Jim Lauderdale Renews His Memphis Ties

When songwriter Jim Lauderdale takes the stage at the new listening room in the Old Dominick Distillery this week, it will renew a long but under-recognized relationship he’s had with Memphis.

While he’s played gigs here since the early 1990s, his ties to the city go deeper.

That becomes obvious as he lists some of the Memphians he’s worked with, including drummers Chad Cromwell and Greg Morrow and banjo player Richard Bailey. But sessions at the late Jim Dickinson’s Zebra Ranch Studio in Mississippi were what led him even deeper into the Memphis Sound. After cutting his Black Roses album, written in cahoots with former Grateful Dead lyricist Robert Hunter, and featuring Cody and Luther Dickinson, David Hood, and Spooner Oldham, he ran into Luther in Nashville.

“I was intending to do a country thing at the old RCA Studio A the next day,” he recalls, “and I thought it was an omen when I ran into Luther. I said ‘Hey, let’s check and see if Cody’s available.’ He was, and we got some other guys together, and were about halfway through that album when Luther said, ‘Man, you really ought to finish that soul stuff at Royal [Studios].’ So, I flew in, and Boo [Mitchell] let me use the old control room to write. I went in the next day, and there were Luther and Cody, Boo, Alvin Youngblood Hart, and Charles and Leroy Hodges. After the first song went down, I finally relaxed — I was terrified of working with these great guys!”

Those sessions, begun in Nashville and finished in Memphis, became the double album, Soul Searching, with a disc named for each city. The “Memphis” slice of the record features songs that, despite Lauderdale’s signature alt-country baritone drawl, evoke nothing so much as classic 1960s horn-driven soul. But that shouldn’t come as a surprise to his fans. Lauderdale has always had eclectic influences. Early in his career, he dove deep into bluegrass, harmonizing with Ralph Stanley and recording his first (still unreleased) album with mandolinist Roland White. He’s also toured and co-written with Nick Lowe and Elvis Costello. The common thread was a love of beautifully crafted songs.

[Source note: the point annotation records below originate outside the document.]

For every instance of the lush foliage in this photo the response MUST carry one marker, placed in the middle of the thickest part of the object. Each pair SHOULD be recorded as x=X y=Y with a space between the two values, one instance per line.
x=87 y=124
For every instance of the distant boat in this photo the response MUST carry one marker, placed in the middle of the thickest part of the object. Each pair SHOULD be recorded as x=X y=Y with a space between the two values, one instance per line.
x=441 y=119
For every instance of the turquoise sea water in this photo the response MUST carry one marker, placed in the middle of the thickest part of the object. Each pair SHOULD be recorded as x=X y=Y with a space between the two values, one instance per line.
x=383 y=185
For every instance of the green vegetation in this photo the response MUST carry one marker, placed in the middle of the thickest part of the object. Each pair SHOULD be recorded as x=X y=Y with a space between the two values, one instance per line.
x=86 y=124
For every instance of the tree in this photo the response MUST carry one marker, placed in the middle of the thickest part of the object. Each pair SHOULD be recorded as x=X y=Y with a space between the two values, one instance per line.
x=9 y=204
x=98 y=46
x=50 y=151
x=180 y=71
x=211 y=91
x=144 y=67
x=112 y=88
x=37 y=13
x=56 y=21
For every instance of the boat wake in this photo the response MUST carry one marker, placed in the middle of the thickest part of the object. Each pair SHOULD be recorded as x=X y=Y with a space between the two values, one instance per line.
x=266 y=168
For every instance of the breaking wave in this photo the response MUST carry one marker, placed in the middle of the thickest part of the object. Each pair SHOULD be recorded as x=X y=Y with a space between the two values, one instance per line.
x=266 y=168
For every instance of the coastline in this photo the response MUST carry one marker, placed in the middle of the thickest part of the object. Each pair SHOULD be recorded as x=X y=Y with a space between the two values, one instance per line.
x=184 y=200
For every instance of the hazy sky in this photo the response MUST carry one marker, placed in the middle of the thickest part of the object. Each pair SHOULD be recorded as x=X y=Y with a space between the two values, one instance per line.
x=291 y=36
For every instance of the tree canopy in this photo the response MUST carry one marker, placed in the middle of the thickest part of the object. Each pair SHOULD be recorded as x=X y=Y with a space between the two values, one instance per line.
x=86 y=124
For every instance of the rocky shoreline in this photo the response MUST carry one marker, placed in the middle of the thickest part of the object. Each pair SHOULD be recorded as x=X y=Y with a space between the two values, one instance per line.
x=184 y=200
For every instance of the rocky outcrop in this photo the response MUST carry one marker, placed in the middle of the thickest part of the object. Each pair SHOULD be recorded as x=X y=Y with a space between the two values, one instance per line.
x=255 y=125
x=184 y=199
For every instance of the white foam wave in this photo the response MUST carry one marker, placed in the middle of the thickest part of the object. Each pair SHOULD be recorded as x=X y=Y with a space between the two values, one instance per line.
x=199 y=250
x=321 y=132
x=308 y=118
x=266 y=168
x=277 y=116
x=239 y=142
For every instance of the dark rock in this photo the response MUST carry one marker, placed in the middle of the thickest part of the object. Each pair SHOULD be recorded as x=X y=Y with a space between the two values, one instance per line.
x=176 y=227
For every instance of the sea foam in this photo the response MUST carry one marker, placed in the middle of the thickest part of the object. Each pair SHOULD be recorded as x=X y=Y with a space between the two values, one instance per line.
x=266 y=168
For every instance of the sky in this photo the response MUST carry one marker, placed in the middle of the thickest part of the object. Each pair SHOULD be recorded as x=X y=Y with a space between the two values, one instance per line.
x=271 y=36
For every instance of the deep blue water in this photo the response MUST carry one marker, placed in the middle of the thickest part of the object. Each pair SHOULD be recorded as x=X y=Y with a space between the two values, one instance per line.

A few years ago, Lauderdale found himself in London. “I wanted to go to a different place and just kinda catch the vibe over there. Like I do when I come to Memphis. I just kinda soak in something that’s in the air.” He cut a record with Lowe’s touring band and co-producer/engineer Neil Brockbank, but it sat on the shelf before being released last year as London Southern. The results, like Lauderdale’s songwriting itself, shied away from the obvious. Instead of nods to Liverpool or London, what emerged was, well, more soul music. “Those musicians over there grew up listening to the same thing,” notes Lauderdale. “They just live in a different place. And they’re really great players.”

His work in London, oddly enough, brought him around yet again to the Bluff City. “I got to co-write with Dan Penn. He’s a hero of mine, and we have a couple co-writes on London Southern. That’s another guy who I really wanna hook up with and write some more.”

It’s not that Lauderdale has moved away from his roots in classic country, bluegrass, or folk. It’s more that he sees all of it as a continuum of the American songwriting tradition. As an important figure in the Nashville-based Americana Music Association (AMA), he applauds the inclusion of soul in the “Americana” category, by both the AMA and the Grammys. And he applies this hybrid approach to his own work.

Referring to more (still-unfinished) sessions he did at Royal Studios last year, Lauderdale notes, “We ran out of time on this batch, but sometime I wanna come back and also add some pedal steel guitar to some things. Kinda do that country-soul blend.” And, he adds, he wants to work again with Memphis musicians. “There seems to be a camaraderie and not a competitive thing going there. The musicians that I’ve met are just real. They’re into the music and not overly concerned about the superficial stuff.”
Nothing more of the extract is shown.